Editor’s Note: An earlier version of this story indicated that several residents and staff members at Heritage Green Nursing Home had tested positive for COVID-19. They are ill, according to the city’s Medical Officer of Health Dr. Elizabeth Richardson, but it is not clear that the residents have been tested for COVID-19. Those changes have been outlined in the story below.
The city of Hamilton says the total number of COVID-19 cases has risen to 91, with 21 new cases added on Monday afternoon.
It’s the single biggest increase since the city began keeping track of the pandemic.
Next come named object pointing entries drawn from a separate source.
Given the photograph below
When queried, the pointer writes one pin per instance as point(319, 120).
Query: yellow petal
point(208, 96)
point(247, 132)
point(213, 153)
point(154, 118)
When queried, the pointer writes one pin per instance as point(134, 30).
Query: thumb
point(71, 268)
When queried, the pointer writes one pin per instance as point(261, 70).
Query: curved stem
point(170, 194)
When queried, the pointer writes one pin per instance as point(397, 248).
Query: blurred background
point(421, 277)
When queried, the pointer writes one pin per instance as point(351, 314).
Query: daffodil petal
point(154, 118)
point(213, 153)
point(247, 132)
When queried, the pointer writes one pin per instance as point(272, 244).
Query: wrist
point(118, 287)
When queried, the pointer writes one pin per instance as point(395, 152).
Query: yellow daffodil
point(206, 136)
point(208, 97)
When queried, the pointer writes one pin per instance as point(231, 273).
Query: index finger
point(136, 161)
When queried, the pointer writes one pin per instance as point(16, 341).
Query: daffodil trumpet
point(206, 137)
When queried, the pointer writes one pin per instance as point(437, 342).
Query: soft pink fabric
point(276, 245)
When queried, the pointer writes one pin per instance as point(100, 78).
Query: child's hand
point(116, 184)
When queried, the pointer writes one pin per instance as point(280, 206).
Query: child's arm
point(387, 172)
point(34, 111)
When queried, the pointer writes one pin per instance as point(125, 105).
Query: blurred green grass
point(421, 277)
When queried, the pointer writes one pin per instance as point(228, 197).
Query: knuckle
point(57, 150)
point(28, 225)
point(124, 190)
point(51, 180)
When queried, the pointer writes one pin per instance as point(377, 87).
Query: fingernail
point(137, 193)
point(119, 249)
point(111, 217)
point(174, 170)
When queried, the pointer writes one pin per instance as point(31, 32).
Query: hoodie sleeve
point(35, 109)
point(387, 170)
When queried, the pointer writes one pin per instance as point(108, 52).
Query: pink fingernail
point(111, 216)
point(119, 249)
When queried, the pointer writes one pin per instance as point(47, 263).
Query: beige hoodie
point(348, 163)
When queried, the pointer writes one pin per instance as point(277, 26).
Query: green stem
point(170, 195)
It comes just a day after another significant bump, with 18 positive cases reported on March 29.
In an update from city hall on Monday afternoon, emergency operation centre (EOC) director Paul Johnson said there was a positive case connected to a man staying at a city shelter.
“We do have an individual that is now in the isolation shelter that we set up as part of our approach to dealing with COVID-19 within our homeless population and our shelter system,” said Johnson.
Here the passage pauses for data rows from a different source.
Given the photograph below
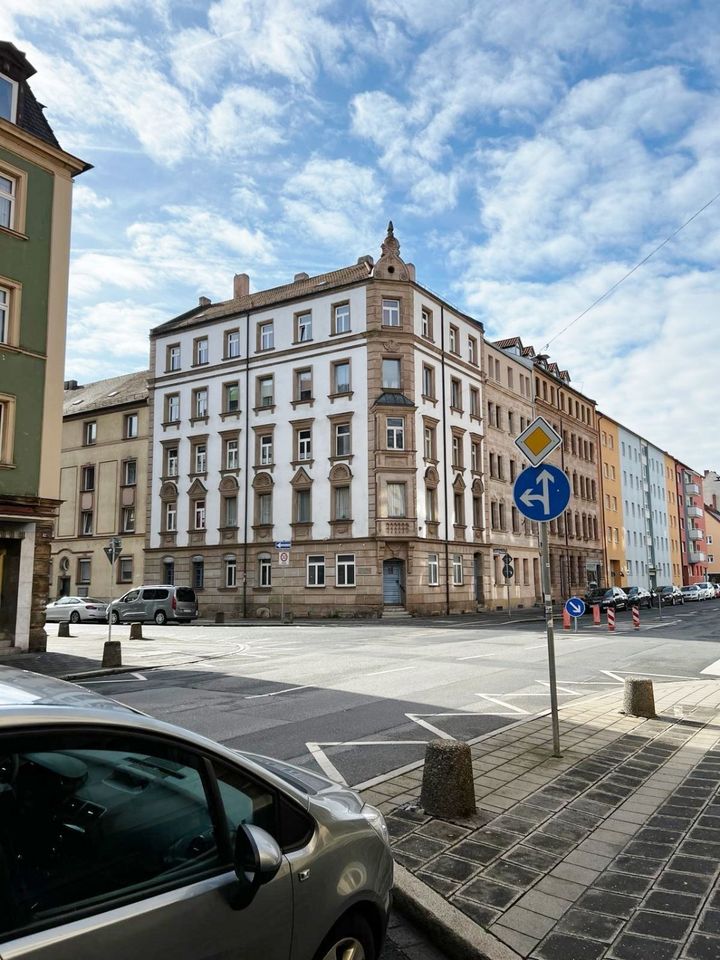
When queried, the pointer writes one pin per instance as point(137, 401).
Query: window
point(201, 355)
point(172, 357)
point(264, 571)
point(88, 478)
point(315, 571)
point(266, 335)
point(428, 382)
point(391, 374)
point(200, 403)
point(231, 455)
point(345, 570)
point(304, 444)
point(396, 500)
point(232, 344)
point(341, 377)
point(303, 327)
point(265, 394)
point(172, 407)
point(391, 313)
point(128, 520)
point(8, 199)
point(426, 323)
point(131, 426)
point(395, 433)
point(342, 502)
point(303, 385)
point(341, 318)
point(266, 449)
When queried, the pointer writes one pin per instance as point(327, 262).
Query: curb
point(459, 937)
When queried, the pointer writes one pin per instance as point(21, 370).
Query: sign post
point(541, 493)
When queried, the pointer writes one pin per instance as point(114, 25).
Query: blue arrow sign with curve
point(541, 493)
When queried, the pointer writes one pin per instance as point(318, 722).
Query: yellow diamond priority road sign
point(538, 440)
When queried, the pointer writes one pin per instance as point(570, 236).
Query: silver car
point(75, 609)
point(122, 836)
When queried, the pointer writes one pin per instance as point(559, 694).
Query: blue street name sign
point(541, 493)
point(575, 606)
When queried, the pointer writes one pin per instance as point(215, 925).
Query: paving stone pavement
point(612, 850)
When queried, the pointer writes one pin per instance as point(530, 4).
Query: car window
point(87, 821)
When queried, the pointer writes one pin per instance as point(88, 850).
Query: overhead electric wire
point(637, 266)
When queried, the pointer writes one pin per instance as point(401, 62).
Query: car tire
point(351, 937)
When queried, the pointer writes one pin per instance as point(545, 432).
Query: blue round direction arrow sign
point(541, 493)
point(575, 606)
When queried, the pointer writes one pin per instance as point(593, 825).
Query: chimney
point(241, 286)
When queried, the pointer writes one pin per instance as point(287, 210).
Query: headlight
point(377, 822)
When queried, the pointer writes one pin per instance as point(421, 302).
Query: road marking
point(276, 693)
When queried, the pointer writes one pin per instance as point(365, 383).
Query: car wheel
point(349, 939)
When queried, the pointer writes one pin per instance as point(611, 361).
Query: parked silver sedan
point(122, 836)
point(75, 609)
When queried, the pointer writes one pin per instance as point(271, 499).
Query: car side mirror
point(258, 858)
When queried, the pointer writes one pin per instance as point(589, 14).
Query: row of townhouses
point(368, 423)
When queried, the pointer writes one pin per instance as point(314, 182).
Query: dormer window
point(8, 99)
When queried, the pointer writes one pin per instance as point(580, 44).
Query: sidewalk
point(611, 851)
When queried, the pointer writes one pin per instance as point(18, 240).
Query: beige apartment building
point(103, 478)
point(509, 409)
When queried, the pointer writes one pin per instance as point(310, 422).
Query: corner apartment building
point(35, 203)
point(342, 413)
point(103, 483)
point(509, 409)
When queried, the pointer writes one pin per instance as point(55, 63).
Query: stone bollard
point(639, 700)
point(112, 654)
point(447, 785)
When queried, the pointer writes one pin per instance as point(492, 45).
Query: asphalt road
point(358, 700)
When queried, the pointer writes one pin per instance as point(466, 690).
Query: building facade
point(35, 203)
point(341, 414)
point(103, 480)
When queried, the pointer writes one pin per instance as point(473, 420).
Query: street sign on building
point(538, 440)
point(541, 493)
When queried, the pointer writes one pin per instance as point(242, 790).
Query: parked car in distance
point(639, 597)
point(670, 595)
point(159, 603)
point(76, 610)
point(693, 592)
point(174, 845)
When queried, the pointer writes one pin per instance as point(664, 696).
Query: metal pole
point(547, 602)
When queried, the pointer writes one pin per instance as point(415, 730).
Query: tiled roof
point(130, 388)
point(265, 298)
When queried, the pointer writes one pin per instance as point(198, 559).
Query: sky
point(529, 153)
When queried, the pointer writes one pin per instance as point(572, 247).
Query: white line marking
point(276, 693)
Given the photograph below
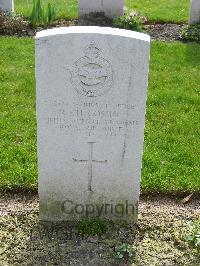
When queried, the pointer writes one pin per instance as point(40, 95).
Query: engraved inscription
point(91, 119)
point(92, 75)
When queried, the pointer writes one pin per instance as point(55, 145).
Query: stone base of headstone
point(7, 5)
point(194, 12)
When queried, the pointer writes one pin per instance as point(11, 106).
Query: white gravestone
point(194, 12)
point(111, 8)
point(7, 5)
point(91, 96)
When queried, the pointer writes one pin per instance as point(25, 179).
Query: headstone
point(110, 8)
point(7, 5)
point(194, 12)
point(91, 96)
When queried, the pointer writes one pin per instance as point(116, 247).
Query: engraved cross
point(90, 162)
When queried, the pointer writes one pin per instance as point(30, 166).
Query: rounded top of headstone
point(93, 30)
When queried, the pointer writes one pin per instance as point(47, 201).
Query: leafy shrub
point(10, 24)
point(91, 227)
point(40, 16)
point(124, 251)
point(131, 21)
point(191, 33)
point(193, 233)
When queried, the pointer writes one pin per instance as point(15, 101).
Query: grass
point(176, 11)
point(172, 137)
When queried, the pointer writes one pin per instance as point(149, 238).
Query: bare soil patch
point(159, 236)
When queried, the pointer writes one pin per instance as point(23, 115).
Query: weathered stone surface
point(194, 12)
point(7, 5)
point(110, 8)
point(91, 96)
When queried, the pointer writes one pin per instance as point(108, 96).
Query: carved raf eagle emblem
point(92, 75)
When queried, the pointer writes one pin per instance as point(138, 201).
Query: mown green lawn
point(176, 11)
point(172, 138)
point(156, 10)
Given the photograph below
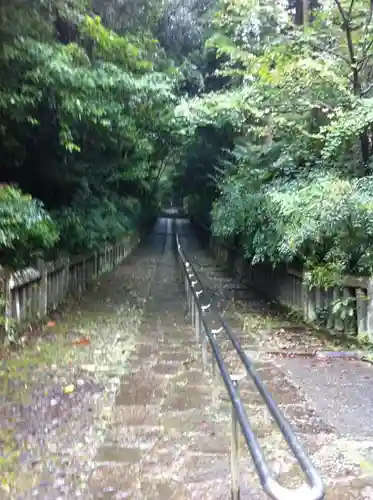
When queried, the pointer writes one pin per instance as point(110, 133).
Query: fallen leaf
point(82, 341)
point(69, 389)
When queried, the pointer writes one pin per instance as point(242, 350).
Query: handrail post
point(235, 493)
point(198, 325)
point(204, 348)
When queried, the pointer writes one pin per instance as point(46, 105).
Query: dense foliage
point(288, 137)
point(86, 124)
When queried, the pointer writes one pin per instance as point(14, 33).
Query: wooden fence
point(347, 307)
point(31, 293)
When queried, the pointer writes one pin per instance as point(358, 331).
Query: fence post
point(361, 311)
point(370, 309)
point(43, 289)
point(5, 304)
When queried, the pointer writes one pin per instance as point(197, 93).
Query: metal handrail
point(314, 488)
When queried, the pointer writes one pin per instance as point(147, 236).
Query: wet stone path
point(318, 398)
point(167, 422)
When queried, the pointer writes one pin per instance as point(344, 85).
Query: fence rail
point(201, 310)
point(31, 293)
point(346, 307)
The Salvation Army confirmed to Global News that the man was transferred from the organization’s Booth Centre location at York Boulevard and Bay Street North.
In a statement, spokesperson Dan Millar said Booth Centre was taking a variety of measures to limit exposure to clients and staff.
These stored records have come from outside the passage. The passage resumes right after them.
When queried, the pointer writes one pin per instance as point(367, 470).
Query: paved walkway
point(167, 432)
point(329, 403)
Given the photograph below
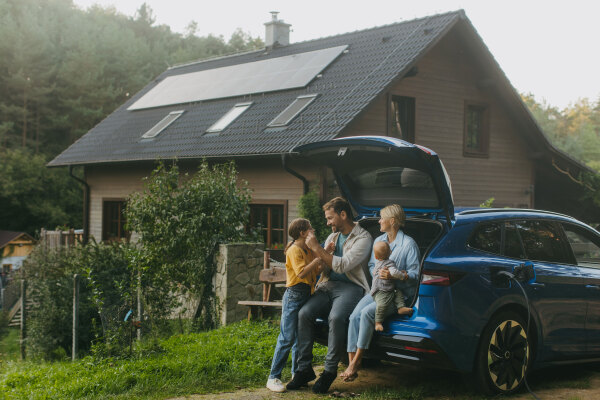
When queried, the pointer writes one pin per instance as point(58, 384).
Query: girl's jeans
point(293, 299)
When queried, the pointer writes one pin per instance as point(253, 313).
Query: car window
point(487, 237)
point(542, 242)
point(585, 246)
point(512, 243)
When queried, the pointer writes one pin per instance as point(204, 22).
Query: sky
point(548, 48)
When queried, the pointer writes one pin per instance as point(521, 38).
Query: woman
point(405, 253)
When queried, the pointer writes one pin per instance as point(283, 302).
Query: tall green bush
point(104, 297)
point(181, 220)
point(310, 208)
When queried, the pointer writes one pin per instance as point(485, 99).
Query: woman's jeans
point(293, 299)
point(362, 323)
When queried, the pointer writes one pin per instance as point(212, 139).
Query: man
point(342, 284)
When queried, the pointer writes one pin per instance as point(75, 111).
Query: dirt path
point(388, 381)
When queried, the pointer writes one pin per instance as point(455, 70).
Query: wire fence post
point(23, 317)
point(139, 304)
point(75, 315)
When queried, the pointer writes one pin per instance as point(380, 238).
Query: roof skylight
point(287, 115)
point(162, 124)
point(228, 118)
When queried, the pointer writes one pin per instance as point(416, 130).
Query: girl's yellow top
point(296, 258)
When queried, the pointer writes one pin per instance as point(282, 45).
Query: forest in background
point(63, 69)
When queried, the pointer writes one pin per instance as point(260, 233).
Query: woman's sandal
point(350, 378)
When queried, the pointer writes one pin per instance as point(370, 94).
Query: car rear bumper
point(406, 349)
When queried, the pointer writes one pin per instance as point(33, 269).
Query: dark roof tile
point(345, 88)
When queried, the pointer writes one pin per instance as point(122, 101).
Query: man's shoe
point(324, 381)
point(301, 378)
point(275, 385)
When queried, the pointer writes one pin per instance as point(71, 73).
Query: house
point(431, 81)
point(14, 248)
Millar said the location is using personal protective equipment (PPE) such as gowns, gloves and masks when in close contact with individuals coming into the building, in addition to screening clients accessing Booth Centre.
The man is the only one in the city’s isolation shelter as of Monday, which is located at the Bennetto Community Centre on Hughson Street North.
Meanwhile, the city’s medical officer of health revealed more troubles for Heritage Green Nursing Home in Stoney Creek, Ont.
There was one new reported case at the home on Monday however seventeen residents and another ten staff members have come down ill, according to Richardson.
Hamilton Public Health (HPH) has confirmed four cases of COVID-19 at the home, which includes one death.
Richardson did not reveal whether any of the 27 symptomatic people on multiple floors have been tested for the virus, she said that HPH only tests a “certain number” of people in such instances.
“When we manage outbreaks in long term care facilities or any other institution or a group of that sort, is we only test a certain number of people because once we’ve tested and ascertained what the virus is that’s going on and causing that outbreak, then we don’t test further,” said Richardson.
On March 21, HPH declared a novel coronavirus outbreak at the nursing home after a second resident at the facility, a 55-year-old woman, tested positive on March 19.
The first confirmed case of COVID-19 was reported on March 18 and involved an 80-year-old female resident who lives on the same floor as the second patient at the nursing home.
Richardson told Global News that Sunday’s increase in new coronavirus cases was the result of the Public Health Ontario Laboratory reporting previously outstanding results coming from cases tested between March 13 and 29.
Richardson said the new positives were not unexpected and that the cases came through from people that had been waiting eight to 10 days for results.
Public Health says the backlog is not done, and more cases should be added to the city’s overall daily totals over the next week.
Richardson says only 10 out of the 70 have had hospital stays as a result of contracting COVID-19.
The city says 42 per cent of its positive cases come from people aged between 20 and 44 years old with 27 of the 91 cases connected to a history of travel.
As of Monday Halton Region is reporting 36 positive cases of COVID-19, with 16 residing in the Oakville area.
Niagara Region is reporting 34, Brant County has 11, and Norfolk and Haldimand counties are jointly reporting 23 in the region as of March 30.
Ontario reported 351 new cases of novel coronavirus on Monday – the biggest single-day increase in cases since the pandemic began. The total case total in Ontario stands at 1,706. The death toll remains at 23.
Questions about COVID-19? Here are some things you need to know:
Health officials caution against all international travel. Returning travellers are legally obligated to self-isolate for 14 days, beginning March 26, in case they develop symptoms and to prevent spreading the virus to others. Some provinces and territories have also implemented additional recommendations or enforcement measures to ensure those returning to the area self-isolate.
Symptoms can include fever, cough and difficulty breathing — very similar to a cold or flu. Some people can develop a more severe illness. People most at risk of this include older adults and people with severe chronic medical conditions like heart, lung or kidney disease. If you develop symptoms, contact public health authorities.
To prevent the virus from spreading, experts recommend frequent handwashing and coughing into your sleeve. They also recommend minimizing contact with others, staying home as much as possible and maintaining a distance of two metres from other people if you go out.